Use of proven technologies
There are many different ways through which people can implement cryptography. In most case, people might not be familiar with the most cryptographic technologies and in this case, they are advised to use proven technologies to encrypt their data. In this case, people reduce their over reliance on the most common data encryption types. In addition, with the use of proven encryption technologies, one is able to have a wide range from which one can choose from.
Elliptic curve and quantum cryptography
The Elliptic curve cryptography is an emerging technology in cryptography. This is a technology that was created so as to deal with the numerous constraints associated with asymmetric encryption such as numerous mathematical numbers. This cryptography method uses curves instead of numbers where each curve has a mathematical formula associated with it.
Quantum cryptography is also another emerging technology in cryptography. Just as the name suggest, this is a technology that employs the use of quantum physics and applying that into the calculations and methods of encryption we are doing inside of our cryptography.
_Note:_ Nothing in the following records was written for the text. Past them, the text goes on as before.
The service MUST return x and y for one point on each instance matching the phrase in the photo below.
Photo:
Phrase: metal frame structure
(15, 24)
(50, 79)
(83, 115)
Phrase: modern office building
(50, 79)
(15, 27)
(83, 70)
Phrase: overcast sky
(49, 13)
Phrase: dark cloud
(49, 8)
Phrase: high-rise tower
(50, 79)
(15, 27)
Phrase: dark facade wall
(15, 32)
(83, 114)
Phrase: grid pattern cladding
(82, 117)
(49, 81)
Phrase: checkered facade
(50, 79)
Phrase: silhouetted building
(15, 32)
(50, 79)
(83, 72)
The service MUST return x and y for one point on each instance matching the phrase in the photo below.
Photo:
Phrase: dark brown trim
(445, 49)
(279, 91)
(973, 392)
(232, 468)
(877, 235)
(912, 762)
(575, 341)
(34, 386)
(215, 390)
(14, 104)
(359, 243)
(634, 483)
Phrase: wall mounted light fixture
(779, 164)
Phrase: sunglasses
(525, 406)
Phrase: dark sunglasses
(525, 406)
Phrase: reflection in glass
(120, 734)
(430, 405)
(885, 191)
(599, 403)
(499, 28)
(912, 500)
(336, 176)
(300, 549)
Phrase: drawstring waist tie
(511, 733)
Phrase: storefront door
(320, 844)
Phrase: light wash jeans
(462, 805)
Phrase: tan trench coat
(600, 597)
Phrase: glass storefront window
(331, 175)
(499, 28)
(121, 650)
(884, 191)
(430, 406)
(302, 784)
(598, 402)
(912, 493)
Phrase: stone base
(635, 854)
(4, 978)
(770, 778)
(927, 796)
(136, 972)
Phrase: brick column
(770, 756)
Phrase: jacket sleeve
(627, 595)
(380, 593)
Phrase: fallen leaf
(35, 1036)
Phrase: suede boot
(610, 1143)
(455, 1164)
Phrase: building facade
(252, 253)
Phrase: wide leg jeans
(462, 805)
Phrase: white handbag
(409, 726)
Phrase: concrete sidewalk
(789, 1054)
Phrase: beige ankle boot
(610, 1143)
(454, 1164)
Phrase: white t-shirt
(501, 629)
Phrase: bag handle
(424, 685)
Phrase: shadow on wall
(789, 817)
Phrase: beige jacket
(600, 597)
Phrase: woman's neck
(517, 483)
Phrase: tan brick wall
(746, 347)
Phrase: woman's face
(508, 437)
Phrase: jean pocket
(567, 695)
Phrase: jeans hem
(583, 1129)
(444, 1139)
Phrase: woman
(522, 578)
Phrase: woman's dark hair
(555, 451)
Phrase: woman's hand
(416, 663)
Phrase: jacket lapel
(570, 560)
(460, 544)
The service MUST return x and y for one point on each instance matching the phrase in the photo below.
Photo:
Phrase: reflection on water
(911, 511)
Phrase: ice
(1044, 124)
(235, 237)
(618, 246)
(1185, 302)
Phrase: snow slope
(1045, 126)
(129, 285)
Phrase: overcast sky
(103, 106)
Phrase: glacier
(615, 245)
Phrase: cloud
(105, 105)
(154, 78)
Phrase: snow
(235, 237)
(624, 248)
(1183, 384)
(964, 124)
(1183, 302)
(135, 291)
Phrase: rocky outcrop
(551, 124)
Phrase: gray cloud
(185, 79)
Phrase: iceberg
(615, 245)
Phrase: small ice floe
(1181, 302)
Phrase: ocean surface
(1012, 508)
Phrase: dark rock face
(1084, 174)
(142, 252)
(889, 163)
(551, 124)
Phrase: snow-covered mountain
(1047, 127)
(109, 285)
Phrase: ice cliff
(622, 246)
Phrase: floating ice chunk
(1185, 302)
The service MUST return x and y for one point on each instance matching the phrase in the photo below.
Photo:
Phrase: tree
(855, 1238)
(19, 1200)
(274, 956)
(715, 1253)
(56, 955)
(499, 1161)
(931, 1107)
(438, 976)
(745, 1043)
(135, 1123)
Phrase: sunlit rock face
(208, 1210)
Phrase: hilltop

Ephemeral keys are special types of cryptographic keys that are generated so as to execute each key establishment process. There are cases where an ephemeral key is used more than once in a single session especially in cases where only one ephemeral key pair is generated for each message.
Perfect forward secrecy
Perfect forward secrecy is also another kind of cryptographic technology whose main aim is to ensure that information or rather data packets being sent across a network are sent with top level secrecy so as to avoid detection. In this case, such packets are normally sent when there is a lot of traffic travelling through a network since it is very difficult to identify a specific packet if the transmission is fully loaded.
Generally, cryptography is a technology whose use and implementation is rapidly increasing. This is because it is a very good method of ensuring information safety. Through cryptography, any piece of information can be encrypted or written in such a manner that it can be very difficult for another person to read if he or she is not able to decrypt it.